Common voice-en2(en-de) + Covost 2

#BiLingual Evaluation Understudy (BLEU)

Data description:

Common Voice is a vast, multilingual dataset of transcribed speech, used for research and validation of speech technology. Collected and validated through crowdsourcing, it supports 60 languages and boasts over 7,327 hours of verified speech data.

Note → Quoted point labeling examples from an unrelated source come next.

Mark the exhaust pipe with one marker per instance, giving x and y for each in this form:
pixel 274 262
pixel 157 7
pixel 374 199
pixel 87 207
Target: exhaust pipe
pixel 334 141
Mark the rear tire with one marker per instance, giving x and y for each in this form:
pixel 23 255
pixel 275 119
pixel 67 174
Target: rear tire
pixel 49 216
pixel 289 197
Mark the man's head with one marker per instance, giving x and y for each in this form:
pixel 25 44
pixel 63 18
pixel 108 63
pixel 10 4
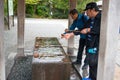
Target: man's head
pixel 74 14
pixel 91 9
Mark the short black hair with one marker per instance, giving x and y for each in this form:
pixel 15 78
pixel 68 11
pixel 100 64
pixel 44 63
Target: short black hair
pixel 92 5
pixel 73 11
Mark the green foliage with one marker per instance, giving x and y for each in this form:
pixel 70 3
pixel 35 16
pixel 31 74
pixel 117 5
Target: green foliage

Covast 2, an expansion of the Common Voice dataset, features a corpus of 2,900 hours of speech. It offers translations from English (En) to 15 languages: Arabic (Ar), Catalan (Ca), Welsh (Cy), German (De), Estonian (et), Persian (Fa), Indonesian (Id), Japanese (Ja), Latvian (Lv), Mongolian (Mn), Slovenian (Sl), Swedish (Sv), Tamil (Ta), Turkish (Tr), and Chinese (Zh). Additionally, it provides translations from 21 languages to English, including the 15 target languages plus Spanish (Es), French (Fr), Italian (It), Dutch (Nl), Portuguese (Pt), and Russian (Ru).

Dataset structure:

Amount of source data:

Training set 429.24h, validation set 26.07h, test set 24.64h

Data detail:

train.tsv, dev.tsv, test.tsv

id audio n_frames sr src_text tgt_text

Sample of source dataset:

common_voice_en_78232	common_voice_en_78232.mp3	47232	48000	i wish you wouldn't	Ich wünschte, du ließest es bleiben.

Citation information:

@article{ardila2019common,
 title={Common voice: A massively-multilingual speech corpus},
 author={Ardila, Rosana and Branson, Megan and Davis, Kelly and Henretty, Michael and Kohler, Michael and Meyer, Josh and Morais, Reuben and Saunders, Lindsay and Tyers, Francis M and Weber, Gregor},
 journal={arXiv preprint arXiv:1912.06670},
 year={2019}
}

@article{wang2020covost,
 title={Covost 2 and massively multilingual speech-to-text translation},
 author={Wang, Changhan and Wu, Anne and Pino, Juan},
 journal={arXiv preprint arXiv:2007.10310},
 year={2020}
}

Licensing information:

Creative Commons CC0 license